Mas, graças a Deus, a proteção de Nossa Senhora acompanhou-o sempre.

Na sua apresentação gráfica é ele, sem favor, o melhor órgão católico do País. Conta com a alta competência e o zelo apostólico de uma equipe dos melhores peritos em jornalismo católico do continente.

Tem "Catolicismo" no seu ativo a publicação de um acervo de estudos teóricos e de a análises de fatos concretos à luz da doutrina da Igreja, que constituem um instrumento exímio para a formação do espírito católico. Entre seus artigos - em que aparecem com brilhos os nomes do Exmo. D. Geraldo de Proença Sigaud, dos Srs. Fernando Furquim de Almeida, J de Azeredo Santos (Cunha Alvarenga), G. Mario Vita, Paulo Corrêa de Brito Fo, L. Mendonça de Freitas, Plinio V. Xavier da Silveira, Alberto L. Du Plessis, Celso da Costa Carvalho Vidigal, A. A. Borelli Machado, Orlando Fedeli, Atanasio Aubertin, A. Rodrigues Ferreira, Homero Barradas, Carlos Alberto S. Corrêa, Aloizio A. B. Tôrres Pereira, para não mencionar senão os últimos cinco anos – entre seus artigos, dizíamos, seja-Nos lícito salientar o ensaio “Revolução e Contra-Revolução, hoje, não tememos dizer, indispensável a quem quiser ter uma idéia exata da filosofia da História. Ao lado desse estudo do Prof. Plinio Corrêa de Oliveira, estão seus outros não menos importantes trabalhos de aplicação dos princípios ali expostos à situação em que se encontra a Cristandade na apostasia do mundo moderno: “A Liberdade da Igreja no Estado comunista” e “Baldeação ideológica inadvertida e diálogo”. Constituí igualmente uma aplicação do ensaio “Revolução e Contra-Revolução” a denúncia que, no ultimo número desta folha, faz o Sr. Fabio Vidigal Xavier da Silveira, das manobras esquerdistas do partido Democrata-Cristão chileno, tendo à testa o Presidente Eduardo Frei.

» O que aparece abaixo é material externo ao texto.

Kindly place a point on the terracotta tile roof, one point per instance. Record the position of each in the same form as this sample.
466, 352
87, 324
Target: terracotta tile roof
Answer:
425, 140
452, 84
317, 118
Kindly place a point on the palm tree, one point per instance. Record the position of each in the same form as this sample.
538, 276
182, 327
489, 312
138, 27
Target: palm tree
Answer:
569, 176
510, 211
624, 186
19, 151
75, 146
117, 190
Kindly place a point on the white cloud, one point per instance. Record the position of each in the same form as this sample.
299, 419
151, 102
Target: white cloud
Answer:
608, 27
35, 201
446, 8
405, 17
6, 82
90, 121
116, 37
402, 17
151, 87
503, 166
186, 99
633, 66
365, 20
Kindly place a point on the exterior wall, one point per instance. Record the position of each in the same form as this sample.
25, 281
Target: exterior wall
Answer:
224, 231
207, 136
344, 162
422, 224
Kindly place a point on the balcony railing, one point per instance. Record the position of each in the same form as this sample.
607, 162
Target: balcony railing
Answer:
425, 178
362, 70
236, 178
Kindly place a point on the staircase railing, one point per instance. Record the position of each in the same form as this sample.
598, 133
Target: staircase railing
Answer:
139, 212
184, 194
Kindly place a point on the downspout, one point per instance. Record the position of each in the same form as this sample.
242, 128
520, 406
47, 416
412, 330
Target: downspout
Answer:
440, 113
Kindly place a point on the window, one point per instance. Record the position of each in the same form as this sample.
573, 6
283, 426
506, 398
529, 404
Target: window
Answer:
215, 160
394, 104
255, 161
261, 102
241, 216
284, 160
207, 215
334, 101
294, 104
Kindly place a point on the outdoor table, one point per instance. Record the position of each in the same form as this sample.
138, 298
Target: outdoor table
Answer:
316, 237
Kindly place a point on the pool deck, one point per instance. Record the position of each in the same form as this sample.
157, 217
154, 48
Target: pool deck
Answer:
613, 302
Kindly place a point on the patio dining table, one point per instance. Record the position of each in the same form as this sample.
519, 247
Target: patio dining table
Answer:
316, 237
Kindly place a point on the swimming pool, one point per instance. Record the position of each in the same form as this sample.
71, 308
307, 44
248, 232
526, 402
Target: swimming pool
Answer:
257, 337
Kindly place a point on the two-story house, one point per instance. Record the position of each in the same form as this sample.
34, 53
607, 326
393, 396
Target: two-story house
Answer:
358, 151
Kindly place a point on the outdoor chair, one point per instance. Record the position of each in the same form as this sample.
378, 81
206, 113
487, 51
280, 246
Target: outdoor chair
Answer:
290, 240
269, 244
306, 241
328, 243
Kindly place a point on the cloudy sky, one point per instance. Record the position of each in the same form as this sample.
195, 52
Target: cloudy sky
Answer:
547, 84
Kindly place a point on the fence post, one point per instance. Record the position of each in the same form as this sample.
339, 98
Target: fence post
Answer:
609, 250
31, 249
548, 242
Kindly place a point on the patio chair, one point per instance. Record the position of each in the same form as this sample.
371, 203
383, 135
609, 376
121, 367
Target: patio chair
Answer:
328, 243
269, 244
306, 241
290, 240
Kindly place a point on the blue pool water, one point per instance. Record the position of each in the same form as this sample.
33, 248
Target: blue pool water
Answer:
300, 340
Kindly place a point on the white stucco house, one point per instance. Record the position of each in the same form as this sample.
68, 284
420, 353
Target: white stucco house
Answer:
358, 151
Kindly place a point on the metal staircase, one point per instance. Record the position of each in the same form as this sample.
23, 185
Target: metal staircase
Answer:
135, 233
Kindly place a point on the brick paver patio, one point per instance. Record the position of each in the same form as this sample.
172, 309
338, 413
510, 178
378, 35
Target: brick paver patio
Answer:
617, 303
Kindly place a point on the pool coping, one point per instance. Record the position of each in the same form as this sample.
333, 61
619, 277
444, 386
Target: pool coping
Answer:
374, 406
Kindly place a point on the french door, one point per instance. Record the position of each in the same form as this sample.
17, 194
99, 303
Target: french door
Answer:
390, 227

Vai; assim, “Catolicismo” seguindo gloriosamente sua trilha na realização de seu ideal: instaurar uma sociedade cristã nos dias que correm.

Não podíamos, portanto, no momento em que ele publica seu 200o número, deixar de convidar todos os artífices deste querido mensário a dar graças a Deus e à sua Mãe Santíssima pelos benefícios e assistência recebidos. Aproveitamos a oportunidade para louvar calorosamente a abnegação, o heroísmo e o grande espírito de fé com que aqui trabalham; e para enviar a todos os responsáveis pelo êxito do nosso jornal, Diretor, colaboradores, propagandistas, amigos, Nossa muito cordial bênção.

†Antonio, BISPO DE CAMPOS

Os cruzados diante de Jerusalém: reprodução do cliché da primeira página de nosso número 1.

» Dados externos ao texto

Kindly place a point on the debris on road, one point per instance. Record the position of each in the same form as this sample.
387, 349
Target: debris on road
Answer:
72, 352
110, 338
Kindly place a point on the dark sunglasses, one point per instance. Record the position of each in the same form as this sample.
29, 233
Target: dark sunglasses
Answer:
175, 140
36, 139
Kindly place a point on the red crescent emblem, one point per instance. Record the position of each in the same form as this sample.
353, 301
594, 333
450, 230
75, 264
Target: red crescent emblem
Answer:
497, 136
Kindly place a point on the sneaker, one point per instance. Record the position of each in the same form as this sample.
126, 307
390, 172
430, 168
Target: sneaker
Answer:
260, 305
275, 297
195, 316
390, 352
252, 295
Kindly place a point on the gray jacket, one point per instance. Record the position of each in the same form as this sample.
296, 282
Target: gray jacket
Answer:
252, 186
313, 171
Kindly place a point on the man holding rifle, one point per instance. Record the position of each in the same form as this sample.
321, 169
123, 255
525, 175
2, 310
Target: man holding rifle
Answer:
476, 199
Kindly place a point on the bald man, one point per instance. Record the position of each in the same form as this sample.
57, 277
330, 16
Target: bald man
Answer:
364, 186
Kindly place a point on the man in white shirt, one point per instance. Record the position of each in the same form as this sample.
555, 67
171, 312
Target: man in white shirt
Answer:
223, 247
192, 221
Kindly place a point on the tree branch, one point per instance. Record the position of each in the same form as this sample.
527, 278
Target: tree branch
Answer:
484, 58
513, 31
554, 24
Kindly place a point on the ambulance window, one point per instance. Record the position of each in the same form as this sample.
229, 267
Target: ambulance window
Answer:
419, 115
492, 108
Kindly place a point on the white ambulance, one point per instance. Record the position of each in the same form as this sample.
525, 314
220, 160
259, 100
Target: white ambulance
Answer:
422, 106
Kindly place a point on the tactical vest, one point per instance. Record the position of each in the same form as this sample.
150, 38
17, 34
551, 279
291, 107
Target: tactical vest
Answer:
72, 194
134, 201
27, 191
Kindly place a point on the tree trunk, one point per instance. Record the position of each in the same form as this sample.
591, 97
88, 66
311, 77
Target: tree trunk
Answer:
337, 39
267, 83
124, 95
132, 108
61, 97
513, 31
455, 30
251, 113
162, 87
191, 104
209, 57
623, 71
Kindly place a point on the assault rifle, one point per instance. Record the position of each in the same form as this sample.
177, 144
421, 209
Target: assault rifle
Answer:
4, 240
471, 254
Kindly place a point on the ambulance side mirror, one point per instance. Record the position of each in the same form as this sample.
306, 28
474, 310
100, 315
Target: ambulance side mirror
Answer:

... Como vemos, o próprio da Igreja é de produzir uma cultura e uma civilização cristã. É de produzir todos os seus frutos numa atmosfera social plenamente católica. O católico deve aspirar a uma civilização católica como o homem encarcerado num subterrâneo deseja o ar livre, e o pássaro aprisionado anseia por recuperar os espaços infinitos do céu.

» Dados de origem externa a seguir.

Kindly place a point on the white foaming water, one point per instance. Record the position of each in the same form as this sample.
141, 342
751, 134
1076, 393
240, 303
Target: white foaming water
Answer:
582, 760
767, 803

E é esta a nossa finalidade, o nosso grande ideal. Caminhamos para a civilização católica que poderá nascer dos escombros do mundo de hoje, como dos escombros do mundo romano nasceu a civilização medieval. Caminhamos para a conquista deste ideal, com a coragem, a perseverança, a resolução de enfrentar e vencer todos os obstáculos, com a qual os cruzados marcharam para Jerusalém. Porque se nossos maiores souberam morrer para reconquistar o Sepulcro de Cristo, como não quereremos nós — filhos da Santa Igreja como eles — lutar e morrer para restaurar algo que vale infinitamente mais do que o preciosíssimo Sepulcro do Salvador, isto é, seu reinado sobre as almas e as nações, que Ele criou e remiu para O amarem eternamente?

Conclusão do artigo de apresentação do número 1:

"A cruzada do século XX", pelo Prof. Plinio Corrêa de Oliveira.